Supremacy: AI, ChatGPT and the Race That Will Change the World
- Author: Parmy Olson
- Language: English
- Subject: Artificial intelligence, business, technology
- Genre: Non-fiction
- Publisher: Pan Macmillan (UK); St. Martin's Press (US);
- Publication date: 2024
- Publication place: United Kingdom / United States
- Pages: 336
- Awards: Financial Times and Schroders Business Book of the Year (2024)
- ISBN: 1250337747
- OCLC: 1404446039

= Supremacy (2024 book) =

2024 book by Parmy Olson

Supremacy: AI, ChatGPT and the Race That Will Change the World is a 2024 book by Parmy Olson that won the Financial Times Business Book of the Year award.
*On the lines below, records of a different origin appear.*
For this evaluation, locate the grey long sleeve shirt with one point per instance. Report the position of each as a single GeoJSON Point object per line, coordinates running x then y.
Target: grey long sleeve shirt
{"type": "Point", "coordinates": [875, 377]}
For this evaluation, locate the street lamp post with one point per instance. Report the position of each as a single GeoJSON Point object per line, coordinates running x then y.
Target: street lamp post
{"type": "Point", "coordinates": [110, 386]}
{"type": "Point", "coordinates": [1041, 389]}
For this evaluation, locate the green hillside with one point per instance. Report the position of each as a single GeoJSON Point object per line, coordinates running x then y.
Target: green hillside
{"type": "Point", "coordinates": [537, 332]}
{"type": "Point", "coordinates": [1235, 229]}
The book explores the story of the competition between biggest AI firms and is focusing on the rivalry between OpenAI and DeepMind (now part of Google). Olson, a technology journalist observer for Bloomberg, uses her experience covering AI to write book on the quick development of generative AI.

In 2024, the book won Financial Times Business Book of the Year Award.

== Synopsis ==
The book explores the rapid development of generative artificial intelligence and fight between US and China in this field. Olson, a journalist for Bloomberg News, relies on her experience covering the technology sector to provide a profound look at the key events and personalities, shaping the AI industry. The book covers primarily the evolution of AI as a contest between various approaches towards AI on behalf of OpenAI and DeepMind (acquired by Google).

== Reviews ==

- Financial Times: "[Olson] brilliantly frames the development of artificial intelligence as a thrilling race to master the technology, build a business, and dominate the technological future."
- Los Angeles Times underlines the longevity of the current AI wave issues raised in the book.
- The Times praises it as "compelling warning."